Si le bruit des armes s’est tu, l’instabilité récurrente en Guinée-Bissau est source de préoccupation pour l’ensemble des pays de la Cedeao, déjà en butte à une crise sociopolitique en Côte d’Ivoire. En marge de la conférence des intellectuels africains et de la diaspora, qui s’est tenue du 7 au 9 octobre à Dakar (voir p. 14), plusieurs responsables africains se sont penchés sur les derniers événements. Les chefs de l’État sénégalais, Abdoulaye Wade, et nigérian, Olusegun Obasanjo, et Alpha Oumar Konaré, le président de la Commission de l’Union africaine (UA), se sont ainsi isolés, dans la soirée du 6 octobre, pour évaluer les risques de « dérapages » dans ce pays. Selon nos sources, Obasanjo, qui assume, jusqu’en juin 2005, la présidence en exercice de l’UA, se serait même engagé à débloquer une enveloppe d’environ 1 million de dollars pour apurer les impayés des enragés de Bissau. « Ce serait une très bonne chose, assure l’un des participants au fameux huis clos, à condition que le geste de bonne volonté du président nigérian soit intégré à une solution politique globale. Sinon, c’est la porte ouverte à la surenchère… »

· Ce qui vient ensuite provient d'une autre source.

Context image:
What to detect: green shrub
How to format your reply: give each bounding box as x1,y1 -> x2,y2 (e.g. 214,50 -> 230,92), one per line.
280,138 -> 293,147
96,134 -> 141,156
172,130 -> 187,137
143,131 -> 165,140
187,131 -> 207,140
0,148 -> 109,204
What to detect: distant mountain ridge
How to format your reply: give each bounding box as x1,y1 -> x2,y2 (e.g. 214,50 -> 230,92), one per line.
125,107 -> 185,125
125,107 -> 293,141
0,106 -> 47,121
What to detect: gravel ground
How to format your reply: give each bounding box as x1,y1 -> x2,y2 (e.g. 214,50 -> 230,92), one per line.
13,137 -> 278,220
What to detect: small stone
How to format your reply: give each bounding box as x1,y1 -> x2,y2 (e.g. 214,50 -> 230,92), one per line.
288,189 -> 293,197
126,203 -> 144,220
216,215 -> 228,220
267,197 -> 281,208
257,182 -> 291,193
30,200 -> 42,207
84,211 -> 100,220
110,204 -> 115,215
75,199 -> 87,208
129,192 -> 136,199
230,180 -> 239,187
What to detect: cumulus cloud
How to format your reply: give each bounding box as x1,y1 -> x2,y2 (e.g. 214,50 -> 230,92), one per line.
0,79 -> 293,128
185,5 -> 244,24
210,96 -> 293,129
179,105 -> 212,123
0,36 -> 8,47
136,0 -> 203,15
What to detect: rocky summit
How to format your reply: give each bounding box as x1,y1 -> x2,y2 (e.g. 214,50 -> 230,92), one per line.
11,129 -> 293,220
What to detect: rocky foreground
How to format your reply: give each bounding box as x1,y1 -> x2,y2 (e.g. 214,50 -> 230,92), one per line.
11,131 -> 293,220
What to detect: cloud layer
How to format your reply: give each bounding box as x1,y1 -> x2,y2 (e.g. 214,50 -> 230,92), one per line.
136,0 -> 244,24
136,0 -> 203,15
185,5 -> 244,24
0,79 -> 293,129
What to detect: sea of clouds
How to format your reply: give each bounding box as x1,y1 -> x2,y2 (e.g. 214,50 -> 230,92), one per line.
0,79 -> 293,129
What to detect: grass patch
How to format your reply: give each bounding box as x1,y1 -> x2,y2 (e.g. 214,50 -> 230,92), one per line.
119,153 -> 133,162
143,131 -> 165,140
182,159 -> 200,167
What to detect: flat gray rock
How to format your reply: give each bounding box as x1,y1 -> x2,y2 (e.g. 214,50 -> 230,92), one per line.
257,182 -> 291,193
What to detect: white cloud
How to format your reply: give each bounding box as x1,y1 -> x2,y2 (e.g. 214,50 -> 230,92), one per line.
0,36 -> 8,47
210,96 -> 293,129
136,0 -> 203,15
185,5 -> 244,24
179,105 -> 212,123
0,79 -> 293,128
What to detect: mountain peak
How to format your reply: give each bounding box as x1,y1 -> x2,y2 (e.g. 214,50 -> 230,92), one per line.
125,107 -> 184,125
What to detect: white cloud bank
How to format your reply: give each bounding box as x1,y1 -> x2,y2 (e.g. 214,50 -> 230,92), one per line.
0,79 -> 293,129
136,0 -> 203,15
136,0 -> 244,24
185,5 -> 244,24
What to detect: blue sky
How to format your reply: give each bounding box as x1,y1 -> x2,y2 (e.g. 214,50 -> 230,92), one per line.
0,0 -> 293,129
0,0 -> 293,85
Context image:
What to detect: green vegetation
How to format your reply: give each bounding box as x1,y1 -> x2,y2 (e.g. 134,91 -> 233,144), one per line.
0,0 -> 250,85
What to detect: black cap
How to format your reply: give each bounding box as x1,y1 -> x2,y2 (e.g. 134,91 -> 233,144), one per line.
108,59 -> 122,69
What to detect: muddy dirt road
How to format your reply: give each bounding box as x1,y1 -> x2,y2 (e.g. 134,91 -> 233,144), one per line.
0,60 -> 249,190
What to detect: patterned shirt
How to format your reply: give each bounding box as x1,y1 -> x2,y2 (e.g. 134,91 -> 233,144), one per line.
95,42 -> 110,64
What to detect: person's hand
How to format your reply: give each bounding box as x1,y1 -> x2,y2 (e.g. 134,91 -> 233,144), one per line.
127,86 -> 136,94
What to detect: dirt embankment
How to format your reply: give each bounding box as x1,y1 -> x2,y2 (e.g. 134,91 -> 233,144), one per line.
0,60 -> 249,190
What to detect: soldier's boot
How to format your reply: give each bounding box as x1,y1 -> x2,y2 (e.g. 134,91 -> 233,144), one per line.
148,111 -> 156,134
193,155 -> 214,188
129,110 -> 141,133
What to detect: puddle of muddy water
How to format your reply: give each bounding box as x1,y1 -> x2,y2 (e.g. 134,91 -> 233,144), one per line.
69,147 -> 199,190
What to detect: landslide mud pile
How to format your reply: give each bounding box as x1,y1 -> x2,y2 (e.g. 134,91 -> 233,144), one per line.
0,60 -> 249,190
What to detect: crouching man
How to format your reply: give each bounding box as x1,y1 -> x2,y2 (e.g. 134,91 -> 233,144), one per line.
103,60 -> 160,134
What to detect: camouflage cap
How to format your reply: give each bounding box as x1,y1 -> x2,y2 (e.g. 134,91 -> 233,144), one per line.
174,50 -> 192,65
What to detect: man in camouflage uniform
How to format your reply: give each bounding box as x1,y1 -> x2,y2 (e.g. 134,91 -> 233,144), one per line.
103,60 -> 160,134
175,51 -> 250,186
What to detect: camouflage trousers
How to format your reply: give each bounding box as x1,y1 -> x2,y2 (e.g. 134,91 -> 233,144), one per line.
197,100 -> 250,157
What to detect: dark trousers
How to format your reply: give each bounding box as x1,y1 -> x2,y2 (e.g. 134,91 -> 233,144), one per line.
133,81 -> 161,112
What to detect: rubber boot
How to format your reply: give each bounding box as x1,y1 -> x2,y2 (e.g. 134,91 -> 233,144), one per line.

En attendant, la Cedeao devait envoyer sur place, le 8 octobre, une mission « d’exploration et d’information ». Celle-ci devait comprendre, outre le secrétaire exécutif de l’organisation d’intégration régionale, le Ghanéen Mohamed Ibn Chambas, le ministre sénégalais de l’Industrie et de l’Artisanat, Landing Savané, ainsi que le chef d’état-major particulier du président Wade, le général Abdoulaye Fall.